Joe O’Donnell walks along a specially constructed peace wall in Belfast that still separates working-class British Protestants from neighbouring Irish Catholics.
He is the strategic director of the Belfast Interface Project which works to regenerate the frontier land between the two communities. And he told Euronews that while the 1998 Good Friday Agreement brought peace, it had not eased tensions.
“I don’t think anybody would say that the peace process 25 years on, has delivered in its entirety,” he said.
“It probably hasn’t delivered as much as people would have hoped for or expected after 25 years.”
More than 3,700 people died in the Northern Ireland conflict between 1969 and 1998 with more than 47,000 people injured.

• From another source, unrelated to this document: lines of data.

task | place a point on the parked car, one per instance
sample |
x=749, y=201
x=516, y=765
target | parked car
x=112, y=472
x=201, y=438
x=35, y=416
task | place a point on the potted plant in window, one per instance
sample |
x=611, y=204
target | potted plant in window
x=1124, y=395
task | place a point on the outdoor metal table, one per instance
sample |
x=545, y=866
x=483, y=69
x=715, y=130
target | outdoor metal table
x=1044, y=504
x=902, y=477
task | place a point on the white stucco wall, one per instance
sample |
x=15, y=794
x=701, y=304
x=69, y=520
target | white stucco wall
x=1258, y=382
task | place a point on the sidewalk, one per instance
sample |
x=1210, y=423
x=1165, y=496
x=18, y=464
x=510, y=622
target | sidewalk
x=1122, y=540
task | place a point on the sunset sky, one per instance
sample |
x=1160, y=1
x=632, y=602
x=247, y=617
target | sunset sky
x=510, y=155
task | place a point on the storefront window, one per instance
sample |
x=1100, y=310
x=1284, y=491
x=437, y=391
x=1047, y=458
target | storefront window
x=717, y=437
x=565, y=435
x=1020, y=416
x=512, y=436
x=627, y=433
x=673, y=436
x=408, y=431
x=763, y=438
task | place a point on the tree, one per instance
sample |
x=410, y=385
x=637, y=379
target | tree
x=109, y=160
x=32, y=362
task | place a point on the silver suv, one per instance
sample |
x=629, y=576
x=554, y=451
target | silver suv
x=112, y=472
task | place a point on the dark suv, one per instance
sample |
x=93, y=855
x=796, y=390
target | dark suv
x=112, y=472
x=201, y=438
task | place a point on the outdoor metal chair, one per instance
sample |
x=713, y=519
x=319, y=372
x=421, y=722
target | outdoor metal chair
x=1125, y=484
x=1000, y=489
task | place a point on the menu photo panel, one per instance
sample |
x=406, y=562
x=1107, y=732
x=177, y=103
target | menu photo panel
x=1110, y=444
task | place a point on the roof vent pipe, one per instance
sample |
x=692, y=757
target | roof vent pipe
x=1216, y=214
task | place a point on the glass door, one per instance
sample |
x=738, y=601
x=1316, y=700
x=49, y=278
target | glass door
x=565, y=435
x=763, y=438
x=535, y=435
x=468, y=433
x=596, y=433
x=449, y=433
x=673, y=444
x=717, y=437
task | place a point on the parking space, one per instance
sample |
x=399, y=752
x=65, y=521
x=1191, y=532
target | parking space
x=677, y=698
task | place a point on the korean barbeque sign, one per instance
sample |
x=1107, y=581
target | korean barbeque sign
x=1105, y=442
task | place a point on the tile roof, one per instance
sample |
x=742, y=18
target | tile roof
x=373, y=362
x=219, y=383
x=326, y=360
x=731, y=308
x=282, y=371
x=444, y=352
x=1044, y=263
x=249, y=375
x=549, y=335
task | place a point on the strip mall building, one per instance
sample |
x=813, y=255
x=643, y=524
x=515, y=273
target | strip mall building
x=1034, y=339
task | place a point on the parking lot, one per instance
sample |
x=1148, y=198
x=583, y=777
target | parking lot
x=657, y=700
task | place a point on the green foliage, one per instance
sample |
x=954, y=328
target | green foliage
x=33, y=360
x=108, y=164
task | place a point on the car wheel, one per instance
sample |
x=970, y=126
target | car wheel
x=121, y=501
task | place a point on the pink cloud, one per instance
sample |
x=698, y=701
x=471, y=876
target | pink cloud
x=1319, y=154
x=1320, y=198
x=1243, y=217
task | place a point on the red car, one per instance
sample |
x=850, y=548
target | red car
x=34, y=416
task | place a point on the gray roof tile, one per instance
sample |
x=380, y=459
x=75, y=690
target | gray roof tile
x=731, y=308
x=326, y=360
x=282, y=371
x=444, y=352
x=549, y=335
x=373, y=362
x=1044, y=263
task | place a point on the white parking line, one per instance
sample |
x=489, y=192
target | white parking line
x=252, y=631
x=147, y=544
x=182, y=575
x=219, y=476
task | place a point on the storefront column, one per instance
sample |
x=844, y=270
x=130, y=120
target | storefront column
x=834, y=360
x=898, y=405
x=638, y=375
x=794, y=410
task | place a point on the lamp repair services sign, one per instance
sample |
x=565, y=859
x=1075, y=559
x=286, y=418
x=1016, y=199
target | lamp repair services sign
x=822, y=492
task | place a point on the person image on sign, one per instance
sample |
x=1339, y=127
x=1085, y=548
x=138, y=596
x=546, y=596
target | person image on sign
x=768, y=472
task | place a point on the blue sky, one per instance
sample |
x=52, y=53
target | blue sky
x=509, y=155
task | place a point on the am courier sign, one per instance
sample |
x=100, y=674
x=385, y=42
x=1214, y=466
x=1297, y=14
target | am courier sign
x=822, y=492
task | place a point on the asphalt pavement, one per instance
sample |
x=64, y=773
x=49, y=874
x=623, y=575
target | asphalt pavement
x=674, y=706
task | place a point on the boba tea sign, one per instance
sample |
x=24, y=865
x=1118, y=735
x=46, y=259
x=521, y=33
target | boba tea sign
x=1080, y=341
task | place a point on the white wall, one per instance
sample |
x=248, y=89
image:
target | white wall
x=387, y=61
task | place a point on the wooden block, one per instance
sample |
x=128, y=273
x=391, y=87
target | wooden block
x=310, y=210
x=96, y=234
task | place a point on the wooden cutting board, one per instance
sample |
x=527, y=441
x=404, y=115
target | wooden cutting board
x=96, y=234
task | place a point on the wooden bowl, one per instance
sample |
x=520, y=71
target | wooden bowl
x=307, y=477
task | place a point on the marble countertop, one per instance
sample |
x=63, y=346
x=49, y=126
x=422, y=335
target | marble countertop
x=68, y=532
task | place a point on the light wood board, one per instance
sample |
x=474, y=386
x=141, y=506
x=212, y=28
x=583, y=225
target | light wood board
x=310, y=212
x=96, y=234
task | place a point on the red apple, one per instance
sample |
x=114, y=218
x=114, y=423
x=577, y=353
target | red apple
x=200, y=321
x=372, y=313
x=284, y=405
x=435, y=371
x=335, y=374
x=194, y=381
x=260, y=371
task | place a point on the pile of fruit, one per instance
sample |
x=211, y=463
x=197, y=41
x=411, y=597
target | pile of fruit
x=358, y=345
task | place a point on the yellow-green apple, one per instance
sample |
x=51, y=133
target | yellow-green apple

The Good Friday Agreement, struck on April 10, 1998, after almost two years of US-backed talks, committed armed groups to stop fighting, ended direct British rule and set up a Northern Ireland legislature and government with power shared between unionist and nationalist parties.
Even for the generation born in 1998, who did not experience the daily violence, some have told Euronews that the Peace Agreement was still not delivering what it promised.
“I feel it’s definitely delivered a bit, but there’s definitely more work that could be done,” one young woman said.
“We have relative peace and I feel very privileged to experience that,” a young man added.
“If I listen to my parents, they talk about very terrible times. Obviously, the political process is another question.”
A model of conflict resolution
The Northern Ireland Parliament is currently not sitting after the fallout from Brexit. Unionists argue they have been isolated from Great Britain.
Experienced observers have told Euronews that while the Agreement delivered some progress between the two divided communities, it remains one of the most respected models of conflict resolution in the entire World.
“Many nationalists and many unionists find there are things in the Good Friday Agreement they don’t particularly like,” Queen’s University Belfast professor Richard English said.
“But viewed from other conflicts, other parts of the World, the achievements of substantial peace in what seemed like an intractable conflict, in what seemed like one of those conflicts that simply would not end, is a remarkable achievement.”
There are more 100 peace walls in Belfast, separating pro-Irish Catholics from pro-British Protestants.
The fact that these walls exist is living proof that when it comes to the full implementation of the 1998 Peace Agreement, there’s still more work to be done.